Your story was a good read. My favorite part was when the Vulture repeated what he had seen. The flow of the story was great, which made it an easy read. There were a few minor grammatically errors I believe in the story. You might want to double check though, just in case I am wrong. I believe there were some commas that were unnecessary such as those in sentence 2 in paragraph three after the word exhausted. Also in the same paragraph sentence 7 after the work weeks. I was just a bit confused with the word “friend” used in paragraph 5. In this sentence “I should have guessed as much; our family is full of the biggest and strongest” did you mean to put “I should have guessed just as much; our family is full of the biggest and strongest”, if not then sorry about that. Lastly, both the times you used “possible” I believe you meant “possibly”. You are very creative, and this story was never boring.

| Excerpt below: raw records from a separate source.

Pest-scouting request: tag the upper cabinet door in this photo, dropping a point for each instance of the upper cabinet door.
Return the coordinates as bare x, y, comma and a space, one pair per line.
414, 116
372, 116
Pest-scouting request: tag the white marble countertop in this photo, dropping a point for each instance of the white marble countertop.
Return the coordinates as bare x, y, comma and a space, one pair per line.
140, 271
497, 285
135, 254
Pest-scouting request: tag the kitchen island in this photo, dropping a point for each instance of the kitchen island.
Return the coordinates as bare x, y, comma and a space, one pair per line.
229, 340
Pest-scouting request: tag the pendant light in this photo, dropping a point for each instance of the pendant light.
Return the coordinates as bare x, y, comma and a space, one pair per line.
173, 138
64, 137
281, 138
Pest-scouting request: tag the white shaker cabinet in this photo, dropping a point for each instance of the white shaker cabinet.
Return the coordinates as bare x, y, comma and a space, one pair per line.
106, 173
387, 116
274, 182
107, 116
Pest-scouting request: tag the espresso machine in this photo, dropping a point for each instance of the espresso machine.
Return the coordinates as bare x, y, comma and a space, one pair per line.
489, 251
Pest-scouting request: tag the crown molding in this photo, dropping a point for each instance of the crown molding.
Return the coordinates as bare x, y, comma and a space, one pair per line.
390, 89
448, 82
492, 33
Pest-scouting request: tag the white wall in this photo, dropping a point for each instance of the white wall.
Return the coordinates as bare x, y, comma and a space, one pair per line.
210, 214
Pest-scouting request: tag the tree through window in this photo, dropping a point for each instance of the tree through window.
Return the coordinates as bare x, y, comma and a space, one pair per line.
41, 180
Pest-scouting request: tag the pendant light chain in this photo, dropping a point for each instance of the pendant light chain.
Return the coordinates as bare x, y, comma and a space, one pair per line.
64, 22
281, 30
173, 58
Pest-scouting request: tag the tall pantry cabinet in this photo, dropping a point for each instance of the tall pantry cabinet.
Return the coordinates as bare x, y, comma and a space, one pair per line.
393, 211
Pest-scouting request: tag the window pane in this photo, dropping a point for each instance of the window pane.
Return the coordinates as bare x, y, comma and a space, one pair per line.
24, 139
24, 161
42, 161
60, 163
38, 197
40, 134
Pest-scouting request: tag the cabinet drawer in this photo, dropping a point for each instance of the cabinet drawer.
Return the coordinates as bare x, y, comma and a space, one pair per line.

ReplyDeleteThank you for pointing out my grammatical errors! I've always been bad about adding unnecessary commas when I write and I often miss them when I proofread. I really appreciate your help!!
DeleteHello Bentleigh! I really enjoyed reading your story! I was thoroughly entertained throughout the entire read! I really like how you kept the to the original story for the most part I think switching to Vali’s point of view really helped the flow of the story overall. Tara in your story was a very good add on since I think that she would be the only person to be able to get Vali to stop right before he beat Sugriva. The decision to use the vulture to retell what really happened in the brothers was a very surprising and delight able change in the story! I think it showed a lot of compassion for family ties like you said in your author’s notes. Overall I really loved this interesting twist in the story and how you were able to give the two brothers compassion and forgiveness rather than hatred at the end of the story.
ReplyDeleteI like how this story is laid out for the reader in the beginning! Very cool that Vali talks to his audience. It kind of felt like I was in a play and of the characters stepped aside to talk about what we were about to watch. Almost an author's note but a character's note! I liked your story about the warriors, I feel like I haven't read that many!
ReplyDeleteFirst off, I really enjoyed the story. I think that the entire premise behind the story was great! I really enjoyed the twist that you played with the vulture retelling the end. I do agree with you it allows for more of a compassion for family ties.
ReplyDeleteI really liked how you gave the two brothers the ability to forgive one another instead of hate. I feel that in the short amount of time that we are allotted in this world there is no room for hate just love especially when it comes to family. I love that you brought that point across though the changes you chose to make to the actual piece.
I feel that you have the ability to place strong emotions in your story without them being overwhelming for the reader. In my opinion this is a strong pro that you should play on. The first story you wrote about Rama's love for Sita was just as compelling. I cannot wait for you to choose a topic that allows for maybe a break down of a character or a very emotionally deep scene! Good luck for your other stories and great job!